Sheriff Bohner strolled up the sidewalk, assessing the damage from yesterday’s fire. It supposedly had been started by accident when a makeshift moonshine still had been tipped over, igniting combustibles in a garage. The only available emergency response action had been to warn the neighbors, then sit back and watch house after house burn. Thirteen homes on this block, all reduced to smoldering piles of ash. Luckily, most of the structures were unoccupied vacation homes. The homes with permanent residents would need to be relocated.
He had just crossed Main Street, looking both ways for traffic out of habit and examining a still-smoking pile of wreckage that had been a house yesterday, when he caught a familiar sound far off in the distance.

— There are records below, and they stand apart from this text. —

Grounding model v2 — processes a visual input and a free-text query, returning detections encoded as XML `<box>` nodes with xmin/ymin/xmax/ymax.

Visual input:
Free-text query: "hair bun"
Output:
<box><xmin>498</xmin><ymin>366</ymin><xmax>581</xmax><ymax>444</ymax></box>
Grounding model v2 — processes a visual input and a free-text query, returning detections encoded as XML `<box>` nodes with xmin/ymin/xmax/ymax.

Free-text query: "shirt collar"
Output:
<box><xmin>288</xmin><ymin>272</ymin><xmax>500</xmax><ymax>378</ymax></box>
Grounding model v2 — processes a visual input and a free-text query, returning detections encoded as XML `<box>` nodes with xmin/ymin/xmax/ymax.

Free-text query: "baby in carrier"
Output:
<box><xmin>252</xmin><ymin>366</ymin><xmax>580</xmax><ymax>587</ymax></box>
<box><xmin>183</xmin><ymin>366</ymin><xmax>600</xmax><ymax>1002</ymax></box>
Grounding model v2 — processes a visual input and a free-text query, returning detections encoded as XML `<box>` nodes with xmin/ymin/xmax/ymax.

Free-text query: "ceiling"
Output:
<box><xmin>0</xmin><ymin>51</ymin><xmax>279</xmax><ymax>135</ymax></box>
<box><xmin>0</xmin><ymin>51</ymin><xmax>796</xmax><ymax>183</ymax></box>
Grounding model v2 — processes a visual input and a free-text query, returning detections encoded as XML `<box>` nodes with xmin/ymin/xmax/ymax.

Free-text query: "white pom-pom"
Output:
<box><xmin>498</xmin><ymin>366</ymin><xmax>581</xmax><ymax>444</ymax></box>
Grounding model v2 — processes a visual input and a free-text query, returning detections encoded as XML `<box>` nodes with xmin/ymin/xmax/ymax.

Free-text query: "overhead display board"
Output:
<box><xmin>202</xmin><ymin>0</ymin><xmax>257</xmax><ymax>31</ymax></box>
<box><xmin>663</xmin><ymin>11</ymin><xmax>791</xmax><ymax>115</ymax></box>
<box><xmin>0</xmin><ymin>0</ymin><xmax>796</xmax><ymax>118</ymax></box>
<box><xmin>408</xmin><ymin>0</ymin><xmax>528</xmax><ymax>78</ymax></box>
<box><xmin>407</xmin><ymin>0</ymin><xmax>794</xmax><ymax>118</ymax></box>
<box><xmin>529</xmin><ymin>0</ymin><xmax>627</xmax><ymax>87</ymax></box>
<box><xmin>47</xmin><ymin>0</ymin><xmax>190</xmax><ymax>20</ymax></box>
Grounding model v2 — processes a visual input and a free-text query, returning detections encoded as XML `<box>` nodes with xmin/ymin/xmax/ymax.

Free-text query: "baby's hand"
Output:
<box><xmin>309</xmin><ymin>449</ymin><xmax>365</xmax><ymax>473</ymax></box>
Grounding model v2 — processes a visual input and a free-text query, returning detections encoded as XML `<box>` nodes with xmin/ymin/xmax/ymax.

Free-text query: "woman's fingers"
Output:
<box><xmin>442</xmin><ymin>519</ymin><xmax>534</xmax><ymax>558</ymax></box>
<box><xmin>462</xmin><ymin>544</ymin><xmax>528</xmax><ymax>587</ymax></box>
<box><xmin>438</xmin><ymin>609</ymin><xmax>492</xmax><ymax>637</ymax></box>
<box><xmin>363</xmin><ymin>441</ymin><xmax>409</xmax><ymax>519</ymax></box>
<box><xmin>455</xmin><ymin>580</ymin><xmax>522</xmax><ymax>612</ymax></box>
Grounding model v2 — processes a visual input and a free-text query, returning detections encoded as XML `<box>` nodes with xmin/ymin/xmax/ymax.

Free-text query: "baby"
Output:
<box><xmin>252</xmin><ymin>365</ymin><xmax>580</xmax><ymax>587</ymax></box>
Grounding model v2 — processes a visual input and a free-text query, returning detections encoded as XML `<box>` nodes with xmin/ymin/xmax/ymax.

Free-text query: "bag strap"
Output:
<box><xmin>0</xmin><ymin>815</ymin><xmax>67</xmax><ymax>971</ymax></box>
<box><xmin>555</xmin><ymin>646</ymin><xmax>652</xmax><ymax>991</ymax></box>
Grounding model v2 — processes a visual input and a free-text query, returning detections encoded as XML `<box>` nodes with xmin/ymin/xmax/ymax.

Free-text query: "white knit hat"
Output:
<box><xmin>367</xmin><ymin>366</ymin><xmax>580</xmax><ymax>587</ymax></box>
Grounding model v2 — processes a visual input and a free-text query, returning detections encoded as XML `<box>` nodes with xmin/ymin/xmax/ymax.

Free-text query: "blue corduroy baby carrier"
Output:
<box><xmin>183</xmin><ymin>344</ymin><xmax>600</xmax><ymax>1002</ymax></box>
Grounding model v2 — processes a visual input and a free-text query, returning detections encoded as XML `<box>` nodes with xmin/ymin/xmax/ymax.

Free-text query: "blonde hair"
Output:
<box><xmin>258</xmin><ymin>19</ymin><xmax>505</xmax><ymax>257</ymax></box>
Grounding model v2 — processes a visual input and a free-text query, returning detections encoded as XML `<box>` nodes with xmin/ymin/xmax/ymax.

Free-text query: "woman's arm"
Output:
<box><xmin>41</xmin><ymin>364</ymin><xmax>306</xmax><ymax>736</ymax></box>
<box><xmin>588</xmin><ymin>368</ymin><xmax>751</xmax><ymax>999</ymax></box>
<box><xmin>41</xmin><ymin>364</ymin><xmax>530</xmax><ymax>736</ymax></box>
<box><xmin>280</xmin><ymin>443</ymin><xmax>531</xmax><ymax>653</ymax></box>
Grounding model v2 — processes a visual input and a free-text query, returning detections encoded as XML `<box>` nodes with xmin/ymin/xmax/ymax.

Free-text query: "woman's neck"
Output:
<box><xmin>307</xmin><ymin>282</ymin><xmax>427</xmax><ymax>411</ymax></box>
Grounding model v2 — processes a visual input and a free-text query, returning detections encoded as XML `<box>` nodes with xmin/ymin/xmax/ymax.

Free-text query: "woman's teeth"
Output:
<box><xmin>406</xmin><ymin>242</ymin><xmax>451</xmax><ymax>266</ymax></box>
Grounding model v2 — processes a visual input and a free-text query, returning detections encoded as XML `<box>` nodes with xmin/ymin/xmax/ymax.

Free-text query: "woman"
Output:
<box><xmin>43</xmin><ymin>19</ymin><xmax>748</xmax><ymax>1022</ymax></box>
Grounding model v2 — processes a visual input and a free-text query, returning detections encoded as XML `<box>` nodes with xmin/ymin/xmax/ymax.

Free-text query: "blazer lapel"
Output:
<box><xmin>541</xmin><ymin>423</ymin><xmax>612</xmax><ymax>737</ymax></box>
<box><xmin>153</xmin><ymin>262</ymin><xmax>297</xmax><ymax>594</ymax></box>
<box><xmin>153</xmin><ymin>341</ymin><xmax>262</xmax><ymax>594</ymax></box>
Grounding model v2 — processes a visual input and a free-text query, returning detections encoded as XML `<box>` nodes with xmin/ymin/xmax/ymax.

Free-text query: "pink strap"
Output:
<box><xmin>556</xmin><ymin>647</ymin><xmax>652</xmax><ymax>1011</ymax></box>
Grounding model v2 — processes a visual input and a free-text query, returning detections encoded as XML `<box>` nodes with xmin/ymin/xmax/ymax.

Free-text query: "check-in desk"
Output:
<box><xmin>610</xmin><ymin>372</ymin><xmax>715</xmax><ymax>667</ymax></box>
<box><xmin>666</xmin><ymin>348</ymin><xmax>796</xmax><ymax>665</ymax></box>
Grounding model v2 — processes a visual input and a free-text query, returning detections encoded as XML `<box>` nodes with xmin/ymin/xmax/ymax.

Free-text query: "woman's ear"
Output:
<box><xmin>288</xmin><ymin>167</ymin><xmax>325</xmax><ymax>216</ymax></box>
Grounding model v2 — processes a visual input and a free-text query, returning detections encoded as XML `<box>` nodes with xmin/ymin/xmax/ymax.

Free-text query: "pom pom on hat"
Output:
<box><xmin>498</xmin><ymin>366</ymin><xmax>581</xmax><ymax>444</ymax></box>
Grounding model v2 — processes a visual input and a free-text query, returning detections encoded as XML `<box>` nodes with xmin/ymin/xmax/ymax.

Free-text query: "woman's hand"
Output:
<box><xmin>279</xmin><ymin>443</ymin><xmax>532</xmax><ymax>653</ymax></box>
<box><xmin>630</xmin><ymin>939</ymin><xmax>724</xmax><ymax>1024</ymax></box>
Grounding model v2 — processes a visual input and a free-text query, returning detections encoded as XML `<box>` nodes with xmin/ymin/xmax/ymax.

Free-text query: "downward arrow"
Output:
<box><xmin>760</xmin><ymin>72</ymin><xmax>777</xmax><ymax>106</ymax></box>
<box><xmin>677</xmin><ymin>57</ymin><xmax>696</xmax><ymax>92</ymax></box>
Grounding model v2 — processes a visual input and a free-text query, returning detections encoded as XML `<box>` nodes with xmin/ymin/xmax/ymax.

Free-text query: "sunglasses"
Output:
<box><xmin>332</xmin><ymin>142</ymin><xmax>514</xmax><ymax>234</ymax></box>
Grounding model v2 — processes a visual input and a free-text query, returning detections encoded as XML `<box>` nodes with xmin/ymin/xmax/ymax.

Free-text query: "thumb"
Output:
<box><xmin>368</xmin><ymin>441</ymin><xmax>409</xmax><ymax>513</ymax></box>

Second-guessing himself, he stood tall, rotating left and right, trying to catch the sound again.
He then watched an old red truck slowly negotiate a maze of stalled-out vehicles in the street and come to a casual stop in front of him. He recognized the driver of the old pickup right away. Without emotion—or mentioning the fact that the boys were riding in the bed of the truck with their rifles illegally—Sheriff Bohner asked, “That’s not your truck, Victor. Where did you get it?”